Lyons served as the featured speaker at the 2024 Empower Women’s Session held Monday at the Irving Convention Center. The crowd that gathered to see her was diverse—including mothers with infants and toddlers, senior citizens, and every age in between.

Lyons, author of Building a Resilient Life and the devotional A Surrendered Yes, shared the story of her family of six—which includes two children with Down syndrome: the couple’s oldest son and their youngest child, an adopted daughter. Popular culture maintains that resilience merely means to bounce back, she said. “Jesus tells us the opposite: ‘In this world, you will have trouble, but take heart, I have overcome the world.’”

Brokenness is universal, she added: “Any kid, any marriage, any home life, any relationship—we are all broken people in need of a Savior.”

Lyons said resilience is a consecrated daily act and not “naïve optimism.” At its heart, resilience is “a belief that Christ has truly overcome the world.”

Unexpected tests

A move to New York City challenged Lyons and her family in unexpected ways. She began having acute panic attacks, times of sheer terror that strained relationships with loved ones. She became afraid of elevators, subways, trains, and crowds—circumstances impossible to avoid in New York.

In researching her struggles, she learned that confronting one’s fears and entering spaces provoking fear cause physiological changes in the brain, enabling the growth of neurons.
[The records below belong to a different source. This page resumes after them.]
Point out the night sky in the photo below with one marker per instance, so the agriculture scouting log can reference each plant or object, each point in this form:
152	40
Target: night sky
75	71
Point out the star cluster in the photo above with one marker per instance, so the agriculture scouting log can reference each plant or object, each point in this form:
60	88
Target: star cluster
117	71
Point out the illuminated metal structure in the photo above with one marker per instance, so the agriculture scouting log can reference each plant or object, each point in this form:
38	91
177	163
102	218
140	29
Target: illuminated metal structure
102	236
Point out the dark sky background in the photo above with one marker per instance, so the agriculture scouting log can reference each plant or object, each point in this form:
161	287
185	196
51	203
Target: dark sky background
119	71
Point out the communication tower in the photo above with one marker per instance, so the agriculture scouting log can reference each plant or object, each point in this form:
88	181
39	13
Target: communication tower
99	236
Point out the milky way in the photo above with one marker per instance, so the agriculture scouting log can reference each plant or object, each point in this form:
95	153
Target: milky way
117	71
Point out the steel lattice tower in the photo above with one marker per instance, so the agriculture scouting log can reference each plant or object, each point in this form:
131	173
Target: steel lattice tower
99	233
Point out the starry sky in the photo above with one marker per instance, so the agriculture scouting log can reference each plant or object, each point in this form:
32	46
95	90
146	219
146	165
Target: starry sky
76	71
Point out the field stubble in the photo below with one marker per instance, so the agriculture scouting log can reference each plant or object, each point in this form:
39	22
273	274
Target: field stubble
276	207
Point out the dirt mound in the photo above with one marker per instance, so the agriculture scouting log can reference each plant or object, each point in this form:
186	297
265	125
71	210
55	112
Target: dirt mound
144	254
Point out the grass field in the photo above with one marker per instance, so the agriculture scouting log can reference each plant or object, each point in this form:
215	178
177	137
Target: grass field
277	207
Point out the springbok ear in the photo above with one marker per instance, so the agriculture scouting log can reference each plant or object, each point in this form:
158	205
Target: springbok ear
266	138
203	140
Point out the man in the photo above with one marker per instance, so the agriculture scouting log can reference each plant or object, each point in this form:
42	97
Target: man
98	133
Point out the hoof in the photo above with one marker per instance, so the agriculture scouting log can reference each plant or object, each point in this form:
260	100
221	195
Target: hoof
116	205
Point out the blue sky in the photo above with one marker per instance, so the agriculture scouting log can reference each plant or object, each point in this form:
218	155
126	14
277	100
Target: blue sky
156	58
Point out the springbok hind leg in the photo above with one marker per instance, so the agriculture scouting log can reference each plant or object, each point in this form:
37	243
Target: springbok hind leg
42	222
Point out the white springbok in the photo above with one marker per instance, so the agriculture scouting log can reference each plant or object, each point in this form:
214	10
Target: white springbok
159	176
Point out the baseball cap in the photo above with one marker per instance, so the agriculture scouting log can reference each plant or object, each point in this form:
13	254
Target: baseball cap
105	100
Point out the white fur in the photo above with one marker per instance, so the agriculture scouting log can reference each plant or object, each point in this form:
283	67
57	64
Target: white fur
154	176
Avoidance of difficult things, she found, has a different growth effect.

“When you avoid fear, it grows,” she said. “God isn’t calling us to be fearful.”

Over time, she discovered an utter dependence on God that enabled her to survive. Through that process, she learned to stop being a “control freak” and came to understand God had a purpose in her tears.
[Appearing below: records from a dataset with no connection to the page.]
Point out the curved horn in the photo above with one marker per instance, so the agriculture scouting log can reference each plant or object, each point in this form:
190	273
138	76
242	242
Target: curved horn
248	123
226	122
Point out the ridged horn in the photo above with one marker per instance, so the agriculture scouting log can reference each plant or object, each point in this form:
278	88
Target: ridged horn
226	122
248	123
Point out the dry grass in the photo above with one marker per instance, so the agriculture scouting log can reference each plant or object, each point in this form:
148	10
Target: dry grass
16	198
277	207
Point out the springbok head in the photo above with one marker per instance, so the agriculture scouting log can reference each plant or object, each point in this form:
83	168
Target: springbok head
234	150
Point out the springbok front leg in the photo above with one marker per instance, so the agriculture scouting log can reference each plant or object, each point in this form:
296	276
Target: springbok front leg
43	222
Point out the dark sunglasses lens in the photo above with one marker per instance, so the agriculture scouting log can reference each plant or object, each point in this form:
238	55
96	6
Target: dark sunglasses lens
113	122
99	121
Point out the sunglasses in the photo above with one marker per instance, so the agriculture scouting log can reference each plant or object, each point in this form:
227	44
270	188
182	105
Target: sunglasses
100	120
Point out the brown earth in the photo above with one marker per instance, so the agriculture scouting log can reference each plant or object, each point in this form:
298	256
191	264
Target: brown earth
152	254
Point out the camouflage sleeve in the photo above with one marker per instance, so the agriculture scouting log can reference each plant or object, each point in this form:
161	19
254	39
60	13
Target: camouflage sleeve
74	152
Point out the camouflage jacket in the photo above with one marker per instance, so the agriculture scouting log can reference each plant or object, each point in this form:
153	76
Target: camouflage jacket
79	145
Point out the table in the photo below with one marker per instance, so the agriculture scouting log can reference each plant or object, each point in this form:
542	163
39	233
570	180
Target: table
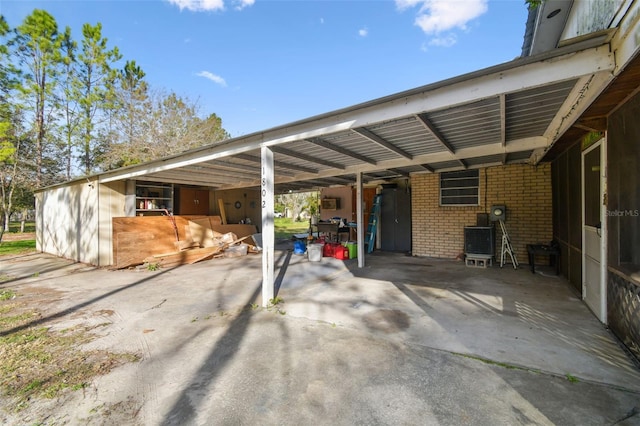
553	252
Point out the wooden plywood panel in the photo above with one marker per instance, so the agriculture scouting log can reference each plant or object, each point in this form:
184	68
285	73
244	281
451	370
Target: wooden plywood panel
136	238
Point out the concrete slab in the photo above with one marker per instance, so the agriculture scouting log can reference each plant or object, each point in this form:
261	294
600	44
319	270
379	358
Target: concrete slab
402	341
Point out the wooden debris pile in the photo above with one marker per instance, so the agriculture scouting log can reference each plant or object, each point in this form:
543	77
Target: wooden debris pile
179	240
“If you can’t grieve, you can’t be comforted,” she said. “If you are crying, there’s a good chance you are on the road to healing.”

Five rules of resilience

Lyons’s experiences led her to develop five rules of resilience, the basis of her book, Building a Resilient Life.

The first rule of resilience is to name the pain. “Ask Jesus to get in the middle of that place of pain,” she said, recommending a rhythm of confession like that of David in Psalm 139. “Tell God the truth, the whole truth, and nothing but the truth. The enemy dwells in the secret. He wants to keep you there.”

Secondly, Lyons urged the audience to shift the narrative from what is broken to what is whole. “We are all broken and it’s Christ’s mercy and kindness that invites us to bring anything to Him … No conversation [is] off limits with God,” she said.

Third, to develop a holy resilience, one must embrace adversity, moving toward, not away from, obstacles. “The reason we can … embrace adversity is not because we are the savior but because we are governed by the one who is,” she said.

The fourth key is to make meaning. Lyons reminded listeners they are reflections of God’s glory. God has willed our various stories so His glory might be displayed in us. “No two of us look alike,” she said. “That means your imprint on this world was ordained by God Himself.”

Finally, Lyons called for the audience to endure together to become resilient. She stressed the importance of community, calling for emphasis on relationships rather than possessions.

“You show up. You keep showing up,” she said. “You don’t just drop [off] a casserole and run.”